# Titanic in Keras

In [115]:
import pandas as pd
import numpy as np

test = pd.read_csv('../input/test.csv')
train = pd.read_csv('../input/train.csv')

In [116]:
# Split target and features
target = train['Survived']
features = train.drop(['Survived'], axis=1)

# Clean up / engineer features
def engineer(data):
    data = data.fillna(data['Age'].mean())
    
    embarked_mapping = { 'Q' : 1, 'C' : 2, 'S' : 3} # Southampton -> Cherbourg -> Queenstown (integer represents "time on board")
    data['Embarked'] = data['Embarked'].fillna('S')
    data['Embarked'] = data['Embarked'].apply(lambda x: embarked_mapping[x] if x in embarked_mapping else x)
    
    data.loc[train['Sex'] == 'female', 'Sex'] = 1
    data.loc[train['Sex'] == 'male', 'Sex'] = 0
    return data

In [118]:
# Select and prepare features for Keras (needs to be a Numpy Array)
features_list = ['Pclass', 'Age', 'Sex', 'Embarked', 'SibSp', 'Parch', 'Fare']
features = engineer(features)[features_list].as_matrix()

In [140]:
from keras.models import Sequential
from keras.layers import Dense

# Specify the model
model = Sequential()
model.add(Dense(100, activation='relu', input_shape=[features.shape[1],]))
model.add(Dense(100 ,activation='relu'))
model.add(Dense(100 ,activation='relu'))
model.add(Dense(100 ,activation='relu'))
model.add(Dense(100 ,activation='relu'))
model.add(Dense(100 ,activation='relu'))
model.add(Dense(1))
model.summary()

____________________________________________________________________________________________________
Layer (type)                     Output Shape          Param #     Connected to                     
dense_57 (Dense)                 (None, 100)           800         dense_input_15[0][0]             
____________________________________________________________________________________________________
dense_58 (Dense)                 (None, 100)           10100       dense_57[0][0]                   
____________________________________________________________________________________________________
dense_59 (Dense)                 (None, 100)           10100       dense_58[0][0]                   
____________________________________________________________________________________________________
dense_60 (Dense)                 (None, 100)           10100       dense_59[0][0]                   
___________________________________________________________________________________________

In [141]:
# Compile the model
model.compile(optimizer='adam', loss='mean_squared_error', metrics=['accuracy'])
# Fit
model.fit(features, target, validation_split=0.2)

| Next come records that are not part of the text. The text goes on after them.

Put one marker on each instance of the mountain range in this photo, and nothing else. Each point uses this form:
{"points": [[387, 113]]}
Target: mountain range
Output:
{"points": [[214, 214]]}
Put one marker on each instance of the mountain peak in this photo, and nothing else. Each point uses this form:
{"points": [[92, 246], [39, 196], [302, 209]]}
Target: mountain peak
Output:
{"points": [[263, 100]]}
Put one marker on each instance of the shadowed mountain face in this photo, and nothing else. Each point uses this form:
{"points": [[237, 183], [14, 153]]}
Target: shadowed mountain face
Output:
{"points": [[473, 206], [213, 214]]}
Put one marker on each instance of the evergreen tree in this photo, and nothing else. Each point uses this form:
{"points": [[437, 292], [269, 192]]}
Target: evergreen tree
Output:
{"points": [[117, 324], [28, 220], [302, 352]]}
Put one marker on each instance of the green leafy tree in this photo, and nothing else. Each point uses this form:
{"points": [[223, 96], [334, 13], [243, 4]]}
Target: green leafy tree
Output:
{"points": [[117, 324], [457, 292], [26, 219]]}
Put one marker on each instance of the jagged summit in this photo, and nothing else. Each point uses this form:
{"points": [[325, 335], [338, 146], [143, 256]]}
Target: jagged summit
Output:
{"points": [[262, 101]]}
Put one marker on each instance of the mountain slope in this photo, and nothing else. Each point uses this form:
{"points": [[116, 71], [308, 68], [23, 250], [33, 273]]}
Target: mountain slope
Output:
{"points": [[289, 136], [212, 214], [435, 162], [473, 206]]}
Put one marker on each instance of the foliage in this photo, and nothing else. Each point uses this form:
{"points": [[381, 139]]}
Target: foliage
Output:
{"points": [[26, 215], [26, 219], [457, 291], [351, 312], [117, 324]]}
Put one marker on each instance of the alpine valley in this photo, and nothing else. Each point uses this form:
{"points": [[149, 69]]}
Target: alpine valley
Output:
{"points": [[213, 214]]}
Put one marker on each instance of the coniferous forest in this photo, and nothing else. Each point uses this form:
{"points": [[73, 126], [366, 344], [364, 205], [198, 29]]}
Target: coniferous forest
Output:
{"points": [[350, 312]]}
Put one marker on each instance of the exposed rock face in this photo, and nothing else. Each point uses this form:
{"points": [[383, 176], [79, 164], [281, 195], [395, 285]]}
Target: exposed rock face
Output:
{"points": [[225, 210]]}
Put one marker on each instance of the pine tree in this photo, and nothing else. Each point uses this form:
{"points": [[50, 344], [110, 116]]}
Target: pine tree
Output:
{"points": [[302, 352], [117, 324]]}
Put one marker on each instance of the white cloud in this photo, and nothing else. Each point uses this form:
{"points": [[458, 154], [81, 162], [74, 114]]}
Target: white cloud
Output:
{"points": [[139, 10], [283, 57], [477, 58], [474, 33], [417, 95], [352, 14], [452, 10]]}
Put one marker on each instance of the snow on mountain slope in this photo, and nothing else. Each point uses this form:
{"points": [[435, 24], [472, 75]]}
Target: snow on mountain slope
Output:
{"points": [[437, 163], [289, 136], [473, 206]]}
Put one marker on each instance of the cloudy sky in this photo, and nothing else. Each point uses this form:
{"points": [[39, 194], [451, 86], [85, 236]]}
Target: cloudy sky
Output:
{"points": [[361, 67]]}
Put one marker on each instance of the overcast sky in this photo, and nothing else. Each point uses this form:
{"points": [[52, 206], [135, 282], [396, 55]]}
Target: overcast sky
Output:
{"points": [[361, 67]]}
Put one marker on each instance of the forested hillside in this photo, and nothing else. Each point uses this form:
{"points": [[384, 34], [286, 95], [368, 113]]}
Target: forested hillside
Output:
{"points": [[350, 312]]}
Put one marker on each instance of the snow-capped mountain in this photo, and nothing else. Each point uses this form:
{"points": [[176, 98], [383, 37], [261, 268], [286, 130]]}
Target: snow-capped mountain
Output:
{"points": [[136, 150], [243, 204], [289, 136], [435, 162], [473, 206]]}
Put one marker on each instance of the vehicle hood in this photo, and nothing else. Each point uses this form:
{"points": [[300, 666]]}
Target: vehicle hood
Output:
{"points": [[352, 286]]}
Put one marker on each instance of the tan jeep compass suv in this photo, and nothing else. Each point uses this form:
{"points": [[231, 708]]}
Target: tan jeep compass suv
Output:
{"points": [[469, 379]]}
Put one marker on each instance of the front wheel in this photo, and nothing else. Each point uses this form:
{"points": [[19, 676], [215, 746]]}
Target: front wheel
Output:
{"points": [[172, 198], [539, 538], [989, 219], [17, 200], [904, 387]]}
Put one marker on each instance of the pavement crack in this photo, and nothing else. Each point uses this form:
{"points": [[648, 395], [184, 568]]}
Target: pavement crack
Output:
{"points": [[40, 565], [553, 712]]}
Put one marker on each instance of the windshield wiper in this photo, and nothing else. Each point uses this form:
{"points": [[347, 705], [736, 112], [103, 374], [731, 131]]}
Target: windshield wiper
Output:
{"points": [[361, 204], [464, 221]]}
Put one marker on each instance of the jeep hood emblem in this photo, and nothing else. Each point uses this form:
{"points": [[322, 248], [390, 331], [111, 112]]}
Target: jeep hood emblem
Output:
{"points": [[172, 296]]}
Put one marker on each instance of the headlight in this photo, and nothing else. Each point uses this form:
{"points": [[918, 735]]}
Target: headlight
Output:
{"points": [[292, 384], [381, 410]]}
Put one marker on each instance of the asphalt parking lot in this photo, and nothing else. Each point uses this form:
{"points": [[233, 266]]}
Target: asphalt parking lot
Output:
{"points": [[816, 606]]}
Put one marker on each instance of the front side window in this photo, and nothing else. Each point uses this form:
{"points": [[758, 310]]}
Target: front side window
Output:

Train on 712 samples, validate on 179 samples
Epoch 1/10
Epoch 2/10
Epoch 3/10
Epoch 4/10
Epoch 5/10
Epoch 6/10
Epoch 7/10
Epoch 8/10
Epoch 9/10
Epoch 10/10


<keras.callbacks.History at 0x11e525cc0>

In [142]:
predictions = model.predict(engineer(test)[features_list].as_matrix())

In [143]:
predictions[predictions > .5] = 1
predictions[predictions <= .5] = 0

In [144]:
submission = pd.DataFrame(data={'PassengerId': test['PassengerId'], 'Survived': predictions[:,0].astype(int)})


# This is what we do if we don't use 'index=False' below
#submission.set_index('PassengerId', drop=True, inplace=True)
submission.to_csv("submission_keras.csv", index=False)